NIHR Greater Manchester Patient Safety Translational Research Centre, The University of Manchester, Manchester, UK; School of Health Sciences, Faculty of Biology, Medicine and Health, The University of Manchester, Oxford Road, Manchester M13 9PL, UK.
MRC Integrative Epidemiology Unit, Population Health Sciences, Oakfield House, Oakfield Grove, University of Bristol, Bristol BS8 2BN, UK.
Int J Cardiol. 2021 May 1;330:214-220. doi: 10.1016/j.ijcard.2021.02.027. Epub 2021 Feb 14.
Observational data have reported that being overweight or obese, compared to being normal weight, is associated with a lower risk for death - the "obesity paradox". We used Mendelian randomization (MR) to estimate causal effects of body mass index (BMI) on mortality risks in people with coronary heart disease (CHD), type 2 diabetes mellitus (T2DM) or malignancy in whom this paradox has been often reported.
We studied 457,746 White British UK Biobank participants including three subgroups with T2DM (n = 19,737), CHD (n = 21,925) or cancer (n = 42,612) at baseline and used multivariable-adjusted Cox models and MR approaches to describe relationships between BMI and mortality risk.

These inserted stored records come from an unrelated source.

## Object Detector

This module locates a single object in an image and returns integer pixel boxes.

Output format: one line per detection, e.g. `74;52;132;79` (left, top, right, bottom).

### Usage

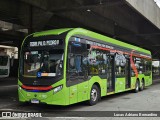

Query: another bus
18;28;152;105
0;54;10;78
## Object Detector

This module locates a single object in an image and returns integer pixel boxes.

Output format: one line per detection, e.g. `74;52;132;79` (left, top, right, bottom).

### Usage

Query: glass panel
0;56;8;66
24;49;64;77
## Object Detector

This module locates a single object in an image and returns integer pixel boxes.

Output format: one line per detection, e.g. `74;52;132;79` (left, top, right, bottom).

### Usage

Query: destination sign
86;40;114;49
29;40;62;47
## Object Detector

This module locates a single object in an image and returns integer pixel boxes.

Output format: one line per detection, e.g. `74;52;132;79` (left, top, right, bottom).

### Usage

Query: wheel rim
136;83;139;91
142;82;144;90
91;89;97;101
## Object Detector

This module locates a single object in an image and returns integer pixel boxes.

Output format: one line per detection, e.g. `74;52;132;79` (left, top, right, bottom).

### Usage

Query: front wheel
88;85;100;105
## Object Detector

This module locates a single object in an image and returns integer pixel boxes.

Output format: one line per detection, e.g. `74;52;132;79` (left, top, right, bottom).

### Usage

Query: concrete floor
0;79;160;119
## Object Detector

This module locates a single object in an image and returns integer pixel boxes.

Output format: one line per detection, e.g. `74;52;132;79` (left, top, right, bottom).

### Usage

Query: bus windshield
0;56;8;66
23;49;64;77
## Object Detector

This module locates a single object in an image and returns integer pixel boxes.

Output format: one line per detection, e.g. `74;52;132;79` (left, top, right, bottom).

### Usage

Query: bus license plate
31;99;39;104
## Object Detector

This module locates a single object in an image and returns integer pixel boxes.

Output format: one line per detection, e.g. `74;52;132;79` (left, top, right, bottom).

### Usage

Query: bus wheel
139;80;145;91
88;85;100;105
134;80;139;93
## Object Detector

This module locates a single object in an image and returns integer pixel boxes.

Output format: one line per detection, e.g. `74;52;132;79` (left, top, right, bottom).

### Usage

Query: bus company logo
2;112;12;118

Observational Cox models showed J-shaped relationships between BMI and mortality risk including within disease subgroups in which the BMI values associated with minimum mortality risk were within overweight/obese ranges (26.5-32.5 kg/m). In all participants, MR analyses showed a positive linear causal effect of BMI on mortality risk (HR for mortality per unit higher BMI: 1.05; 95% CI: 1.03-1.08), also evident in people with CHD (HR: 1.08; 95% CI: 1.01-1.14). Point estimates for hazard ratios across all BMI values in participants with T2DM and cancer were consistent with overall positive linear effects but confidence intervals included the null.
These data support the idea that population efforts to promote intentional weight loss towards the normal BMI range would reduce, not enhance, mortality risk in the general population including, importantly, individuals with CHD.
观察性数据表明,与正常体重相比,超重或肥胖与较低的死亡风险相关,即“肥胖悖论”。我们使用孟德尔随机化(MR)方法来估计体重指数(BMI)对冠心病(CHD)、2 型糖尿病(T2DM)或恶性肿瘤患者死亡风险的因果效应,这些疾病中经常报道存在这种悖论。
我们研究了 457746 名白种人英国生物库参与者,其中包括基线时有 T2DM(n=19737)、CHD(n=21925)或癌症(n=42612)的三个亚组。我们使用多变量调整的 Cox 模型和 MR 方法来描述 BMI 与死亡率风险之间的关系。
观察性 Cox 模型显示 BMI 与死亡率风险之间存在 J 形关系,包括在疾病亚组中,与最低死亡率相关的 BMI 值在超重/肥胖范围内(26.5-32.5kg/m)。在所有参与者中,MR 分析显示 BMI 对死亡率风险存在正向线性因果效应(每单位 BMI 升高的死亡率风险比:1.05;95%CI:1.03-1.08),在 CHD 患者中也同样如此(HR:1.08;95%CI:1.01-1.14)。在 T2DM 和癌症患者中,所有 BMI 值的危险比估计值与整体正向线性效应一致,但置信区间包含了零假设。
这些数据支持这样一种观点,即促进人群有意将体重减轻到正常 BMI 范围的努力将降低而不是增加普通人群的死亡率风险,包括重要的 CHD 患者。